Adding pencil texture over photo enlargements at Luxor Temple working on the Late-Roman murals
After 6 years in the making, the epigraphic documentation of the late roman murals at Luxor temple was finished last year. The frescos were created at a critical moment in the history of Egypt and the Roman Empire. ⠀⠀
Diocletian, the creator of the tetrarchic system and primary sovereign of the First Tetrarchy, had to come to Egypt to oversee a military campaign directed against the revolts threatened to destabilize the country. ⠀⠀
Once succeeded, Diocletian left a permanent military base in the temple of Amun in Thebes, heavily modifying its structure to maintain Roman authority.

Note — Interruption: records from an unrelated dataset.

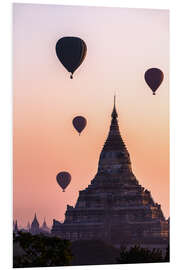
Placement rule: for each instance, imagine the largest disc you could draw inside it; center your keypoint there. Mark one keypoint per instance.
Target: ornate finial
(114, 113)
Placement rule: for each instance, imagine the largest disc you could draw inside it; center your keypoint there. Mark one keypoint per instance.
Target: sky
(121, 45)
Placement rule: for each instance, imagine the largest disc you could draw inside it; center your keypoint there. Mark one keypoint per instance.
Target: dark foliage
(139, 254)
(167, 258)
(93, 252)
(40, 250)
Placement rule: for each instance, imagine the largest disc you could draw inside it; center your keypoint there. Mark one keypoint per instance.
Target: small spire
(114, 113)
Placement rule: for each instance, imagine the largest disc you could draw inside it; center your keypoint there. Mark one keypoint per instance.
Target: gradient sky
(121, 45)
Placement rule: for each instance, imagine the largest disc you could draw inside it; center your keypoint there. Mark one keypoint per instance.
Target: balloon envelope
(79, 123)
(154, 77)
(71, 52)
(63, 179)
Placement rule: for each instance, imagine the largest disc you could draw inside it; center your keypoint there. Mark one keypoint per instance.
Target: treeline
(42, 250)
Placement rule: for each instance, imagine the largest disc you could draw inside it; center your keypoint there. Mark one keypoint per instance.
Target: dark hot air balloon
(79, 122)
(154, 77)
(71, 52)
(63, 179)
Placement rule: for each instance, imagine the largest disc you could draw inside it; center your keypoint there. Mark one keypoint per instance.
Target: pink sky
(121, 45)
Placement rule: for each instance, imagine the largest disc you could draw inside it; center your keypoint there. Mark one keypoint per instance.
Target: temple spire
(114, 114)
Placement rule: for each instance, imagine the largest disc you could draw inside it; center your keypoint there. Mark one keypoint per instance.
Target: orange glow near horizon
(121, 45)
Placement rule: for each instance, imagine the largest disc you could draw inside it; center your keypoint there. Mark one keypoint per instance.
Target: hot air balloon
(79, 123)
(71, 52)
(63, 179)
(154, 77)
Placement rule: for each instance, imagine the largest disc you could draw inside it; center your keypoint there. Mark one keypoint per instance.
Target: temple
(115, 207)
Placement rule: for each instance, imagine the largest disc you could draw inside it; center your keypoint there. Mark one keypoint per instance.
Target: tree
(40, 250)
(166, 258)
(138, 254)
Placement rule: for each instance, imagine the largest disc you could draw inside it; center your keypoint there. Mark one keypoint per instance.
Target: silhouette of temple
(35, 226)
(115, 207)
(36, 229)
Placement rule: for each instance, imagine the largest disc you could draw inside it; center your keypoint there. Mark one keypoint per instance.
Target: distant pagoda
(35, 226)
(115, 207)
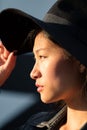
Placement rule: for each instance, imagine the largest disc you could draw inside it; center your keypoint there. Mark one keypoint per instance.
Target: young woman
(59, 45)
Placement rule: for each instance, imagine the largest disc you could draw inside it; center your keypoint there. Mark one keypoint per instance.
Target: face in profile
(56, 76)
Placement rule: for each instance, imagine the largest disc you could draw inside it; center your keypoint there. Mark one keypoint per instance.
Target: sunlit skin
(7, 63)
(56, 76)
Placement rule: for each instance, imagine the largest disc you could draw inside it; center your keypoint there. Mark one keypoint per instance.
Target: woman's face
(56, 76)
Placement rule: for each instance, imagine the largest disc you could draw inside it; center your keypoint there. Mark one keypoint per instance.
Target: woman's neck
(76, 113)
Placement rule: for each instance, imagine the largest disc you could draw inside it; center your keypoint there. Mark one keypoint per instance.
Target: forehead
(42, 41)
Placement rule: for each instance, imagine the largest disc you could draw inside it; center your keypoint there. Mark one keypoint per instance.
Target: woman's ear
(3, 51)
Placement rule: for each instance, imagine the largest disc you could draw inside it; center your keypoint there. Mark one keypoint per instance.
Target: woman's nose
(35, 73)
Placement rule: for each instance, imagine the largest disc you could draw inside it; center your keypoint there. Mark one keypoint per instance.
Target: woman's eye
(42, 57)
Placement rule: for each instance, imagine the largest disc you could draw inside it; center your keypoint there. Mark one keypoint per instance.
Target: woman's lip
(39, 87)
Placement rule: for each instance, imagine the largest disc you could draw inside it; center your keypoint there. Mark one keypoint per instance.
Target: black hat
(66, 22)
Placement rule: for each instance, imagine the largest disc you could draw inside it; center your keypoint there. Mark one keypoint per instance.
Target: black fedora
(66, 22)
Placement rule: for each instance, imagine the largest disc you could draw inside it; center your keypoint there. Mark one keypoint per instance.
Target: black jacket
(47, 121)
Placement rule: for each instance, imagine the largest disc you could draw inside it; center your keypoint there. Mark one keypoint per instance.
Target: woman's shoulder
(42, 120)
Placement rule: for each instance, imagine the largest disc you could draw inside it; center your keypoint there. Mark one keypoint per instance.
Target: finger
(10, 63)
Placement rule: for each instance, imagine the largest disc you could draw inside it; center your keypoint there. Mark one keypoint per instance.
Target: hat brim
(15, 25)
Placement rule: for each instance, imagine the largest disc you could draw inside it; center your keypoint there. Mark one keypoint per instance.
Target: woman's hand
(7, 63)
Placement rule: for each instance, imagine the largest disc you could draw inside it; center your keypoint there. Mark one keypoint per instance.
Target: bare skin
(61, 79)
(7, 63)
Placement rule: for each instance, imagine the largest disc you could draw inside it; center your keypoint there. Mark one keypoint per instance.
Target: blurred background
(18, 96)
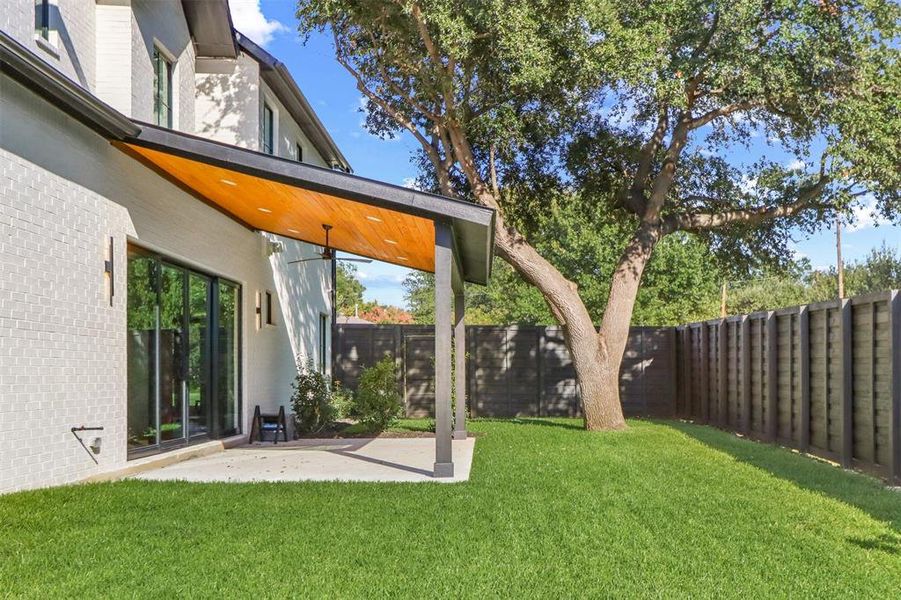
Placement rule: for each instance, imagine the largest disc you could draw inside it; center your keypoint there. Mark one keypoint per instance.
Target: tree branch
(695, 222)
(719, 112)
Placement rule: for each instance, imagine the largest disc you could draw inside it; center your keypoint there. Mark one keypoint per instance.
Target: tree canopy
(639, 108)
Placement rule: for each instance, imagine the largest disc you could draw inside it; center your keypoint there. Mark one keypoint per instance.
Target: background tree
(637, 102)
(349, 290)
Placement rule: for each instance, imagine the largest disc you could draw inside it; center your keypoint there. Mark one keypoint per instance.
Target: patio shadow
(543, 422)
(866, 493)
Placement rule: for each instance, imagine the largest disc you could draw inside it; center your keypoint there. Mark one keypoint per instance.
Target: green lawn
(661, 510)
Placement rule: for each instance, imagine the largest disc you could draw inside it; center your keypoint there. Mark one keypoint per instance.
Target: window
(183, 354)
(162, 89)
(42, 18)
(323, 342)
(268, 129)
(270, 319)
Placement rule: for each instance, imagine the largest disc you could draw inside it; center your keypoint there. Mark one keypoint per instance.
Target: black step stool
(275, 423)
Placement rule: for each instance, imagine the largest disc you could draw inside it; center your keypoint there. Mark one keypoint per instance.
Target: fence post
(894, 305)
(705, 368)
(686, 371)
(540, 361)
(745, 357)
(847, 367)
(804, 364)
(772, 376)
(723, 387)
(399, 378)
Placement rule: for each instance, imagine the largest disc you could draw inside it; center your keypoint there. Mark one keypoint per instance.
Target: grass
(660, 510)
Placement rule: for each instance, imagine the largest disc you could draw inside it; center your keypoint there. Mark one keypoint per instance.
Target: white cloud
(864, 216)
(249, 19)
(410, 182)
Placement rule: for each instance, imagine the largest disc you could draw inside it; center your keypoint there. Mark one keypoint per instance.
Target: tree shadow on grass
(866, 493)
(543, 422)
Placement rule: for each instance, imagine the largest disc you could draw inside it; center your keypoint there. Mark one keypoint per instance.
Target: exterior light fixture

These modifications were carried out on multiple levels with the most notable among them being the construction of a fortified enclosure around the temple as well as the transformation of the room in front of the offering hall. ⠀⠀
Here, at the heart of the temple, the Roman builders converted the space into an imperial cult chamber by removing the columns, blocking the original doorway leading to the rooms beyond, and creating a niche in its place. ⠀⠀
They covered the Eighteenth-Dynasty reliefs of the pharaonic “chamber of offerings” with plaster and decorated the walls with frescoes in purely Roman style. A canopy supported on four granite columns was placed in front of the painted niche to serve as the centerpiece of the room.